Некоторые из отвечавших прилагали усилия несколько большие, цитируя те места из Библии, которые на поверхностный взгляд рабство оправдывали, и высказывая пожелания, чтобы мисс Керлью, когда она повзрослеет, обрела мудрость и терпимость в ее отношении к обычаям других народов. Один господин из Порт-Хадсона, утверждал, что, если бы она провела полчаса в обществе ниггеров, о которых говорит с таким пылом, эти скоты заставили бы ее пожалеть о том, что она появилась на свет, а затем, скорее всего, убили бы. Она получила также письмо от жены плантатора, грозившей Эммелин геенной огненной, наемными убийцами и свирепыми псами, которыми она затравит «эту английскую потаскушку», если та посмеет еще раз написать ее мужу.

«Господь да простит Вас, — ответила ей Эммелин, — за Ваши недобрые и, если позволите сказать Вам это, святотатственные слова…»

Однажды ей доставили нечто совсем уж необычное. Большая часть корреспонденции Керлью поступала в их дом либо с первой почтой, то есть рано утром, либо с последней — вечером. А эту посылку принесли в полдень, когда Эммелин с отцом сидели за вторым завтраком. То была красиво обдернутая коробка, на которую отправитель наклеил несколько меньше, чем следовало, марок. Доктору Керлью пришлось заплатить почтальону девять пенсов, отчего лоб доктора, когда он внес посылку в гостиную, покрывали недовольные морщины. Никаких знакомых в городе Чикамуга, штат Джорджия, у него не имелось.

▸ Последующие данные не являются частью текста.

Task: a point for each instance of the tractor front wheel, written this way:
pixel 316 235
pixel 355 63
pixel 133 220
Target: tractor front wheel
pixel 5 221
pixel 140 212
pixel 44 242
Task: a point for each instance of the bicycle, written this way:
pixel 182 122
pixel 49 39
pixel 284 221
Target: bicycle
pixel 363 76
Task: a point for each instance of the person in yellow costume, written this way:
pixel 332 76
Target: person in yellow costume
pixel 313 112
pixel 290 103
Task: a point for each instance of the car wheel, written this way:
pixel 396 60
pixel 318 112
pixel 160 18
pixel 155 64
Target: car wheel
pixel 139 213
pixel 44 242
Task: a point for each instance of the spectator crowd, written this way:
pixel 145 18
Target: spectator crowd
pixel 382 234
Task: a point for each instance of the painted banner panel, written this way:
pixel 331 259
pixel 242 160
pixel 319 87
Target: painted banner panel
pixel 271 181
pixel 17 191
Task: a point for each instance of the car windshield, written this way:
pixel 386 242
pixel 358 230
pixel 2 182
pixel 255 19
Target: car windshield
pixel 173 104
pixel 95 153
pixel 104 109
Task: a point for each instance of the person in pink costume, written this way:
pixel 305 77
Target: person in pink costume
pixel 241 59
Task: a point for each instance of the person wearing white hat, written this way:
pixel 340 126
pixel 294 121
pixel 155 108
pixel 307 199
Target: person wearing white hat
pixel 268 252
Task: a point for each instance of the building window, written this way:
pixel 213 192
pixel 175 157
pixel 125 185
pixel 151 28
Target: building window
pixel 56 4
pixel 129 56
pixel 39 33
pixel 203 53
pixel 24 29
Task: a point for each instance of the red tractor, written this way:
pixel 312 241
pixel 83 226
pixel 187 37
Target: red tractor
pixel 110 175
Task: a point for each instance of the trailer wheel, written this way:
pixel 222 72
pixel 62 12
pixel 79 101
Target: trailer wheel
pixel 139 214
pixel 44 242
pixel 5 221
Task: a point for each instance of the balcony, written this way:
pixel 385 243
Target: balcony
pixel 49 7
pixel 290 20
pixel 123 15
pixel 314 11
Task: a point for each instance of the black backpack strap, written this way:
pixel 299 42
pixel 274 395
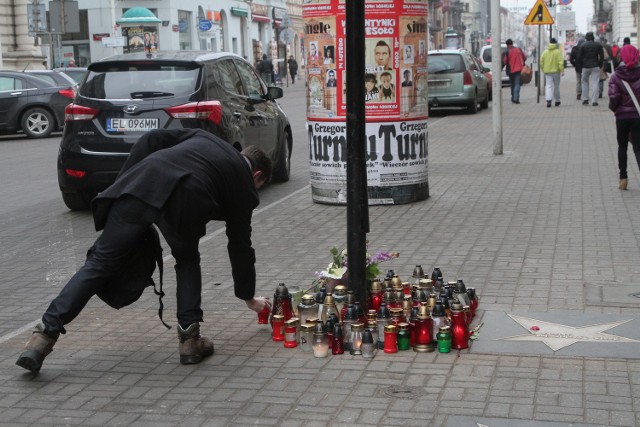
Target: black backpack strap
pixel 159 292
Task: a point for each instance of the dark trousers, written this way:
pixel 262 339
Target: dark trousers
pixel 626 128
pixel 127 221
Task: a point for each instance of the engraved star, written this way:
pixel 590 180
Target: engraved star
pixel 557 336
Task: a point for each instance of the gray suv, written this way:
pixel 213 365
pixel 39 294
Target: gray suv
pixel 124 96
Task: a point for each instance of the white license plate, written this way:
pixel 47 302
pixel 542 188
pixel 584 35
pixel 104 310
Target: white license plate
pixel 131 125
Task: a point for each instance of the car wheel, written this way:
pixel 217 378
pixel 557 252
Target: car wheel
pixel 37 123
pixel 75 201
pixel 283 169
pixel 485 102
pixel 473 106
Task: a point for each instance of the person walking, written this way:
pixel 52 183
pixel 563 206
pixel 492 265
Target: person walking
pixel 591 57
pixel 552 65
pixel 624 92
pixel 293 68
pixel 266 70
pixel 577 66
pixel 514 61
pixel 179 180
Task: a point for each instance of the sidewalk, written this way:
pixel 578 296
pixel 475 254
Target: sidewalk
pixel 542 232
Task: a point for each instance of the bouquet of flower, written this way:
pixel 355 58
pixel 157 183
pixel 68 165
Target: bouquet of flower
pixel 337 269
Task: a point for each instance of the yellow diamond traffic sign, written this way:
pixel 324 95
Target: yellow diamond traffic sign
pixel 539 15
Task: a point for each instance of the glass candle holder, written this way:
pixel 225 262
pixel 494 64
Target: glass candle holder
pixel 306 337
pixel 444 339
pixel 320 345
pixel 404 341
pixel 277 322
pixel 291 336
pixel 368 345
pixel 355 338
pixel 390 339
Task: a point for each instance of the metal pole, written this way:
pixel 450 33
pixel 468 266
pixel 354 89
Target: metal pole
pixel 357 202
pixel 496 71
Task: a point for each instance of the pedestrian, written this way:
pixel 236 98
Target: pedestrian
pixel 624 91
pixel 179 180
pixel 591 57
pixel 606 69
pixel 266 69
pixel 293 68
pixel 514 59
pixel 577 66
pixel 552 65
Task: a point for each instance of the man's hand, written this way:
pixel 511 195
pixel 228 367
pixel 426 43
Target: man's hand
pixel 257 304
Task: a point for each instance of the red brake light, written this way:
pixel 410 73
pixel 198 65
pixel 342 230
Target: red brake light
pixel 75 112
pixel 67 93
pixel 205 110
pixel 75 174
pixel 466 79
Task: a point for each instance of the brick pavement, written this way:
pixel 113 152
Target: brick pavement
pixel 541 228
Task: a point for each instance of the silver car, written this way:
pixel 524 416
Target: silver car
pixel 456 79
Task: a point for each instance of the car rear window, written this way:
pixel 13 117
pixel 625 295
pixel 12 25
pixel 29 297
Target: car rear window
pixel 131 80
pixel 444 64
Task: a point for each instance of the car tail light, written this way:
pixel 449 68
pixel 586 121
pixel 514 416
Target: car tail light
pixel 67 93
pixel 466 78
pixel 75 174
pixel 205 110
pixel 75 112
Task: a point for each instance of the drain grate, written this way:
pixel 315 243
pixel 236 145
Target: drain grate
pixel 401 392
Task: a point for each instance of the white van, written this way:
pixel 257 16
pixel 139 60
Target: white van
pixel 485 60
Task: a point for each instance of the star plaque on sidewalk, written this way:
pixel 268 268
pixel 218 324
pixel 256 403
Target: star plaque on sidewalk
pixel 557 336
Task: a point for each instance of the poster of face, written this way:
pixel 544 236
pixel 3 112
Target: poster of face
pixel 140 39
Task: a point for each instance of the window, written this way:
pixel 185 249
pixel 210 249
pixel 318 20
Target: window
pixel 250 79
pixel 10 83
pixel 229 78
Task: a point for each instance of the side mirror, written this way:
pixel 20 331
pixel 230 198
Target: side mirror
pixel 274 92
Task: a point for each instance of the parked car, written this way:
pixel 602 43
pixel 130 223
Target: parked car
pixel 485 60
pixel 76 73
pixel 456 79
pixel 124 96
pixel 31 105
pixel 58 78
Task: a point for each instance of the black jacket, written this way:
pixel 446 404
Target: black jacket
pixel 590 54
pixel 193 177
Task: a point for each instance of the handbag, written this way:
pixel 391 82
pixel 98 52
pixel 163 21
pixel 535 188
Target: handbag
pixel 526 74
pixel 633 96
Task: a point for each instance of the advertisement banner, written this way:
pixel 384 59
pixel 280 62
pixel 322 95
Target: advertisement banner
pixel 395 94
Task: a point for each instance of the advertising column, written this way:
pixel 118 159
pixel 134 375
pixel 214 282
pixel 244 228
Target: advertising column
pixel 395 95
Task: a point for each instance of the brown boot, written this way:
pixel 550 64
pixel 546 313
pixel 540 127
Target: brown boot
pixel 40 344
pixel 193 347
pixel 623 184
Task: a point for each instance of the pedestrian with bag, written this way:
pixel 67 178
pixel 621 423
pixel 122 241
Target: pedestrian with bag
pixel 293 68
pixel 624 92
pixel 514 59
pixel 266 70
pixel 577 66
pixel 179 180
pixel 591 56
pixel 552 65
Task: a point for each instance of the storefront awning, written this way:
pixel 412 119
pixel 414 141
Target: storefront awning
pixel 237 11
pixel 138 15
pixel 260 18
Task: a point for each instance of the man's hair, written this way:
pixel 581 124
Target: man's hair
pixel 383 43
pixel 259 161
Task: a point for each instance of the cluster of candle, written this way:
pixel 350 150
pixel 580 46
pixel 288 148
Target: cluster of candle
pixel 423 314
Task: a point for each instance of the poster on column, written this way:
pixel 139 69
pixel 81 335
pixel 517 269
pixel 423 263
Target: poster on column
pixel 395 96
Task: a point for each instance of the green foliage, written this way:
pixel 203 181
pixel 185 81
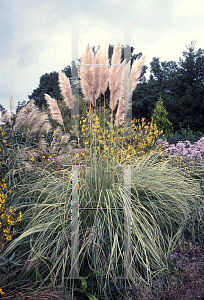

— Это тебе, — сказал он, вручая посылку дочери.

Эммелин поместила ее себе на колени и снова сосредоточилась на заливном, лежавшем на ее тарелке. Она отрезала от него новый ломтик и перенесла его, немного отвесив для этого великоватую нижнюю челюсть, в рот.

— Тебе не любопытно выяснить, что там? — поинтересовался доктор Керлью. Девушка прожевала ломтик, проглотила его.

— Разумеется, любопытно.

— Вот и мне тоже. Не проявлю ли я чрезмерную бесцеремонность, попросив тебя вскрыть посылку прямо сейчас?

— Да, отец, проявишь, — улыбнулась Эммелин, — но я тебя прощу.

И Эммелин переставила посылку на стол и сняла с нее несколько слоев бурой бумаги. Под ними обнаружились: письмо, фотография и коробка шоколада. Письмо и фотографию Эммелин положила, не просмотрев их, рядом с чайником. А коробку открыла и показала отцу.

— Весьма любопытно, — отметил он, вытягивая из-под припудренных бумажных розеток с темными, пахнущими роскошью конфетами полоску бумаги, с подробным описанием их разновидностей. Даже саму эту полоску пропитывало упоительное благоухание, и Керлью принюхался к нему, прежде чем приступить к изучению текста. В последнем то и дело встречались слова наподобие «усладительный», «экзотический», «богатый» и «ароматный».

— Кто этот джентльмен? — осведомился доктор Керлью, укладывая бумажку поверх поблескивающего набора пралине и карамелей.

Эммелин взяла со стола письмо и, наморщив лоб, вгляделась в подпись.

— Наверное, не знаю, — ответила она. — У меня их так много. Должно быть, я прочитала о нем в какой-то статье.

— На фотографии — это он?

Эммелин взяла и прямоугольник плотного картона.

— Полагаю, что да. Не помню, чтобы я видела прежде это лицо.

И она, помешкав немного, протянула фотографию отцу. Тот вгляделся в нее с таким же вниманием, с каким изучал полоску ароматной бумаги.

— Малый презентабельный, — признал он. — Прямая осанка, широкие плечи. Твердая челюсть. Отменного, я полагаю, здоровья. Брюки не мешало бы отгладить. Однако образчик неплохой.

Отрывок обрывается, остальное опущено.